The podcast "Under the lake of Grand-Lieu, the legends" invites you to a guided tour of a natural and supernatural site

Water flows, splits and sings its song, geese, cranes, cicadas and other birds too

The podcast "Under the lake of Grand-Lieu, the legends" invites you to a guided tour of a natural and supernatural site

Water flows, splits and sings its song, geese, cranes, cicadas and other birds too. Throughout this listening, we walk on the edge of this misty and hidden water mirror. Grand-Lieu lake, south-west of Nantes (Loire-Atlantique), is home to more than 270 species of birds – the second ornithological reserve in France after the Camargue – and it was classified as a national nature reserve in 1980, with nearly of 800 animal and plant species. Swimming, fishing and all water activities are prohibited.

This wild lake area is also the receptacle of all kinds of legends. The podcast produced by Aurélien Frances precisely mixes history with geography to immerse us in the enigmatic atmosphere of an era rooted in beliefs. Gilles Perraudeau, writer, storyteller and author, and Dominique Pierrelée, historian, give us the guided tour. Recounting their knowledge in turn, the two speakers complement each other to mix historical and fabulous facts.

Tool of Satan

The birds, which are heard throughout listening to the podcast, are at the dawn of all the myths and mysteries of this great magical place. Their song launched the construction of a terrifying imagination. "Wouldn't those noises be souls in pain?" “, once said the population, thinking of purgatory, where the deceased awaited prayers and masses to be able to enter paradise. Purgatory was invented by the clergy in the Middle Ages to have masses said and to sustain the Church, recalls Gilles Perraudeau, who is ironic in passing about those who are in hell: “They are there and they remain there. Nothing can be done for them. »

The spread of Christianity will give birth to other legends, says Dominique Pierrelée. That of the Mallet horse, a "fabulous and evil" white horse, and especially that of the engulfment of the city of Herbauges, where the worst pagan debauchery would have taken place in the 4th century, which relates "the disappearance of a world" , that of paganism, during the first evangelization of the country of Retz, led by Saint Martin, from Vertou to Herbauges.

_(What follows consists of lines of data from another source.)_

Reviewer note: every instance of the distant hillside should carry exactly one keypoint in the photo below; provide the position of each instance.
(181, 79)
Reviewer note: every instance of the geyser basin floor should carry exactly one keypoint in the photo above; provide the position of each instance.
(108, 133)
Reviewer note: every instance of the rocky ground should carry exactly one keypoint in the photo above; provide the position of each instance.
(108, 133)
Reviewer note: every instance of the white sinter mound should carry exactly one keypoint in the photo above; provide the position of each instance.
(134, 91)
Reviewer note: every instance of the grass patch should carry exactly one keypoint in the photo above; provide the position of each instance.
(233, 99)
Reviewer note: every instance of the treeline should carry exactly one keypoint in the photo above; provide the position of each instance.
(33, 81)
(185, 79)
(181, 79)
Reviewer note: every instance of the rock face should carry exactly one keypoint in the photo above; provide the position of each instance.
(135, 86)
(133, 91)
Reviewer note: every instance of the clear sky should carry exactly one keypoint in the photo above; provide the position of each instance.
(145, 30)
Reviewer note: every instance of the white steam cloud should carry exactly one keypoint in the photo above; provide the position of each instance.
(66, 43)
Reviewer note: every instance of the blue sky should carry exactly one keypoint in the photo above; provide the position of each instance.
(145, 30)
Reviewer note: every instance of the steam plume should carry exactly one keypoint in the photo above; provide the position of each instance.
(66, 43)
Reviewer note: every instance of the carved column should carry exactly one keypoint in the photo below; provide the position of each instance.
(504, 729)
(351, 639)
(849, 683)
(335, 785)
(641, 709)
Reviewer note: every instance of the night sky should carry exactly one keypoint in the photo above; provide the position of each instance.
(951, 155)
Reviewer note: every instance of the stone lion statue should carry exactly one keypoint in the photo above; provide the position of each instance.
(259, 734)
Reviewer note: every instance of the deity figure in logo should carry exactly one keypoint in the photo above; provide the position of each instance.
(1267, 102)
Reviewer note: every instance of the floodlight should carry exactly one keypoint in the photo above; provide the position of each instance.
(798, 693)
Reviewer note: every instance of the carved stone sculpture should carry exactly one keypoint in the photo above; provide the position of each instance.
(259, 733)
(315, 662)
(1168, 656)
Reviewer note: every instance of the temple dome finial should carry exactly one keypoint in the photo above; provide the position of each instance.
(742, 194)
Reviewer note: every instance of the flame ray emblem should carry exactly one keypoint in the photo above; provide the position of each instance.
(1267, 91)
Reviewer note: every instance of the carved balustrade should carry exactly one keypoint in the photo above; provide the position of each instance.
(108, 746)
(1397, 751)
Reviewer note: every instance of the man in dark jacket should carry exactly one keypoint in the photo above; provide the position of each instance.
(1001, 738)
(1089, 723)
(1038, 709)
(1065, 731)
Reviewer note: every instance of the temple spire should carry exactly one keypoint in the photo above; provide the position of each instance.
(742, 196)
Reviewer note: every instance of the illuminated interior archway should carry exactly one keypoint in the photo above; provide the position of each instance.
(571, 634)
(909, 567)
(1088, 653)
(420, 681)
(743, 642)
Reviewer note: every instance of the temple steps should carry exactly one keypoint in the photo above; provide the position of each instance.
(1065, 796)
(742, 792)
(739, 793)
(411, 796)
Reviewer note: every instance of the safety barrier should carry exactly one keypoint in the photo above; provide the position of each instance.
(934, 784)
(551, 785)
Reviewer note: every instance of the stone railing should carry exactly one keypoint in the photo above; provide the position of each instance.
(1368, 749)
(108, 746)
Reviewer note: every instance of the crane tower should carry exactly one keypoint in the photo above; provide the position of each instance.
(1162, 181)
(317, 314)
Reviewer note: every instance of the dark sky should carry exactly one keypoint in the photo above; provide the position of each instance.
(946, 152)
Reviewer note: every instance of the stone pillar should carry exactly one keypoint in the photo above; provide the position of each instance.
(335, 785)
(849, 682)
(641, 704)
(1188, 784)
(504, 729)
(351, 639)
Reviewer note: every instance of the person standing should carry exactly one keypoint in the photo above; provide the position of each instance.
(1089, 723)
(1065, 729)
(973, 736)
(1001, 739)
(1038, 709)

The horse Mallet, Satan's instrument, appeared at nightfall, saddled and bridled, to "persuade exhausted travelers to mount on its back... And, as soon as it was done, the animal galloped off like a raging hurricane", says Gilles Perraudeau . To escape death, the victims had to perform the signs of the cross, throw coins bearing the sign of the cross... But the most effective was to be in possession of a medal of Saint Benedict, called "sorcerers' cross to control the evil horse.